Saturday, November 10, 2012

Python Please

I have friends who swear by Python.

They rarely program with any other language, and I understand in theory the appeal. You have a language that forces you to write nicely formatted code just to make it work. You do away with redundant structure imposing syntax like braces and semicolons. No longer do you have to waste time formatting someone else's crappy code before you can work with it.

What I can't understand is how they manage to live with its horrendous approach to string processing. Python is a late bound weakly typed interpreted language with an approach to string processing that belongs in C or Assembly language. At that, all the purists are going to cry:

"Just because you don't understand encodings!!!"

Sigh. Yes. Every time I have to work with Python I go and reread Joel's fanatstic article: The Absolute Minimum Every Software Developer Absolutely, Positively Must Know About Unicode and Character Sets (No Excuses!), just to make sure I haven't missed something. Every time, I confirm that I am not a complete idiot, and I come back to wrestle with python and try and work out where in the process of passing a string around I went wrong.

The problem is partly that I use Python predominantly to scrape webpages. This means that I am always loading up badly formatted text with incomplete or missing meta-data.
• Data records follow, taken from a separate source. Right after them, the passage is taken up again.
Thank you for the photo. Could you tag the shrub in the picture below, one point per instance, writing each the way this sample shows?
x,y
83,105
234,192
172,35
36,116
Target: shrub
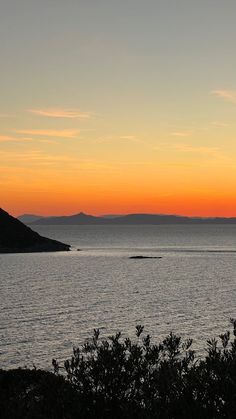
x,y
118,378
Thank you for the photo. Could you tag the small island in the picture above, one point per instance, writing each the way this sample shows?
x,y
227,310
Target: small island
x,y
16,237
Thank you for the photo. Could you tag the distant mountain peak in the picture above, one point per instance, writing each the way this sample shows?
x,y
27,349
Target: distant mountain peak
x,y
16,237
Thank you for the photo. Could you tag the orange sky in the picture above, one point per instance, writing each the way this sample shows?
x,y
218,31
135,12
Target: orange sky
x,y
103,110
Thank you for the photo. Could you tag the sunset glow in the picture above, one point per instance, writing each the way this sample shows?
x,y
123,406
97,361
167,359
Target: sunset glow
x,y
98,114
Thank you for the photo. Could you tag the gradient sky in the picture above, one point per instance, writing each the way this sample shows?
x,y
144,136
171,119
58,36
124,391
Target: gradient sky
x,y
118,106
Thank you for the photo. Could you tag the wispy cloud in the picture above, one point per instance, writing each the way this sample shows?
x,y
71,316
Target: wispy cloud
x,y
119,138
5,115
219,124
181,133
67,133
196,149
7,139
188,148
228,95
61,113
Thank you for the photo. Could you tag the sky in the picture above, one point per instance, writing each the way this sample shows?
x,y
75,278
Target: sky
x,y
118,106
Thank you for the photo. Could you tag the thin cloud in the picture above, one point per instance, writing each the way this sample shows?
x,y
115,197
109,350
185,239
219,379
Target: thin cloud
x,y
228,95
61,113
7,139
219,124
67,133
5,115
181,133
192,149
118,138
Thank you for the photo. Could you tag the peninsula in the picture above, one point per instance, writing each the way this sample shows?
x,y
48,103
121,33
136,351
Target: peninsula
x,y
16,237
So to be fair maybe programmers who do not engage in this process never see the problems I see. But it is not only me, look at this thread on Stackoverflow to see how ridiculous the situation is.

I want to propose something to Python enthusiasts. Just say you are right, and the problems are entirely mine (real python programmers love having to monitor string encodings continuously). Ok sure, then:

Why not have a mode for the language that will just force all strings to be a single encoding, say UTF-8 ?

The chorus will yell back, we do. You just do: X-Y-Z

Well people I have tried all of those X-Y-Zs and they do not work. Perhaps again it something to do with my approach. I use a bunch of libraries to process the data, maybe urllib library, or beautiful soup which I use to parse things. I don't know, I am not an expert, and I shouldn't need to be just to parse strings reliably.

I don't understand why it just doesn't work. I have never wasted so much time dealing with string coding problems with any other language than I have with Python.

It should not be so hard. It really shouldn't.